NaNoWriMo vs Driving Career


Simple rule everyone should be following.  Texting isn't limited to sending messages either.  Creating text-based messages of any sort while in operation of a motor vehicle is dangerous.  Facebook, Twitter, blogs, Instagram, searching digital maps or reading anything on any device must be avoided.

Avoided?  No.  Not just avoided - prohibited.  Staying connected through a phone is tempting.  We must all be committed to be safe and leave the phone alone.

That being said... I find myself being tempted more than ever this month.

I have been trying to participate in this year's NaNoWriMo (National Novel Writing Month).  Simply put: writers from around the world attempt to rough draft a 50,000+ word novel in 30 days.  So far, I've managed to write 29,262 words.  Reaching 50k shouldn't be a problem, yet it does present an interesting observation in the area of writing process.

What can you expect to achieve in 30 days?  Is 50,000 words realistic?  Is it worth the effort?

Well, let's start with some simple math.  The goal of 50,000 words in one month equals 1,667/day.  Now, you take a someone who is slow at typing like myself (25/words per minute average) and that works out to just over 1hr of writing time each day.  Surely, anyone can find a single hour in which they can dedicate to writing.

Thus, time isn't an issue... if you have something to write about.

If it was a simple matter of typing an hour each day, this challenge wouldn't be hard at all.  Of course, it isn't so simple when we want to have something worth reading in the end.

I am in day 9 of this challenge and have spent just over 20 hours of actual typing to achieve 29,000 words.  What I have created so far is a good beginning to a story that establishes a few key characters and sets a foundation for the story's world.

Honestly, it needs a lot of work.  Spelling, grammar, plot transitions and overall flow will require major rewrites before out can be considered a novel.  Right now, it is a notion - an idea requiring nurturing.

When I reach the end of this month, I will have 50,000+ words that hint at something more.  As it should be.

A draft isn't supposed to be pretty.  True, there are writer's who will turn out a beautiful tale on the first try.  This is rare and never consistent.  When you first write a story, you must ignore perfection and just focus on putting the tale in writing.  If you spend all your time worrying about the details, the story will never get written.
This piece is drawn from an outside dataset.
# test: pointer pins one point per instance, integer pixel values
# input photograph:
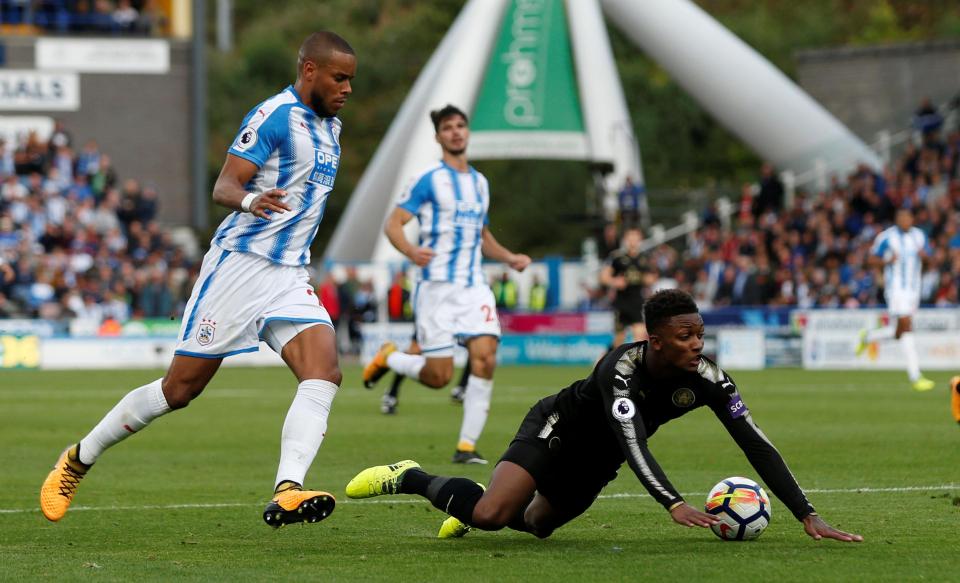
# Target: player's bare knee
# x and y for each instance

Just write.  You will have plenty of time to edit and mold the story.  In fact, you may find that much of your story needs reworked in the end.  As your story grows, so do you.  You will find new ideas to add earlier in your tale or realize that other ideas must be removed.  This is normal.  Let the tale evolve and watch yourself grow through the process.

Now, I am going to trying writing another chapter in my story without stressing about my horrid grammar.  Happy Creating!